Mizukami Makoto, Onishi Hiromasa, Hanagata Hiroshi, Miyauchi Akira, Ito Yuji, Tokunaga Hiroko, Ishibashi Matsujiro, Arakawa Tsutomu, Tokunaga Masao
R & D Department, Higeta Shoyu Co., Ltd, 2-8 Chuo-cho, Choshi, Chiba, 288-8680, Japan.
Graduate School of Science and Engineering, Kagoshima University, 1-21-35 Korimoto, Kagoshima, 890-0065, Japan.
Protein Expr Purif. 2018 Oct;150:109-118. doi: 10.1016/j.pep.2018.05.013. Epub 2018 May 29.
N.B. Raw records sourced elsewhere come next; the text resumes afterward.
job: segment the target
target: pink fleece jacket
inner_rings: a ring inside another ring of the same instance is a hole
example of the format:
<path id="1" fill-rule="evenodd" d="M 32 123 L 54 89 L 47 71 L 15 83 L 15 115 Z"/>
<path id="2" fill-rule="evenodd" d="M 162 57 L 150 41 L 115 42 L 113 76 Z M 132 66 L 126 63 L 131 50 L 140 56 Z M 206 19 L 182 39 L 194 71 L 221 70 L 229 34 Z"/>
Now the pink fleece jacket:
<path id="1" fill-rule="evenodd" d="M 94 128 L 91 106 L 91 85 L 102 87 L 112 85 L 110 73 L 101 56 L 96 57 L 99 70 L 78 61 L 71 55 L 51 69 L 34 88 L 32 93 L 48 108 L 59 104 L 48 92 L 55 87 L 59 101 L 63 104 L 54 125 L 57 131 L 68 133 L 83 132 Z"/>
The Brevibacillus expression system has been successfully employed for the efficient productions of a variety of recombinant proteins, including enzymes, cytokines, antigens and antibody fragments. Here, we succeeded in secretory expression of Trastuzumab Fab antibody fragments using B. choshinensis/BIC (Brevibacillus in vivocloning) expression system. In the fed-batch high-density cell culture, recombinant Trastuzumab Fab with amino-terminal His-tag (His-BcFab) was secreted at high level, 1.25 g/liter, and Fab without His-tag (BcFab) at ∼145 mg/L of culture supernatant. His-BcFab and BcFab were purified to homogeneity using combination of conventional column chromatographies with a yield of 10-13%. This BcFab preparation exhibited native structure and functions evaluated by enzyme-linked immunosorbent assay, surface plasmon resonance, circular dichroism measurements and size exclusion chromatography. To our knowledge, this is the highest production of Fab antibody fragments in gram-positive bacterial expression/secretion systems.
短短芽孢杆菌表达系统已成功用于高效生产多种重组蛋白,包括酶、细胞因子、抗原和抗体片段。在此,我们利用嗜碱短短芽孢杆菌/体内克隆(BIC)表达系统成功实现了曲妥珠单抗Fab抗体片段的分泌表达。在补料分批高密度细胞培养中,氨基末端带有His标签的重组曲妥珠单抗Fab(His-BcFab)以1.25 g/升的高水平分泌,而无His标签的Fab(BcFab)在培养上清液中的浓度约为145 mg/L。通过传统柱色谱组合将His-BcFab和BcFab纯化至均一,产率为10-13%。通过酶联免疫吸附测定、表面等离子体共振、圆二色性测量和尺寸排阻色谱评估,该BcFab制剂具有天然结构和功能。据我们所知,这是革兰氏阳性细菌表达/分泌系统中Fab抗体片段的最高产量。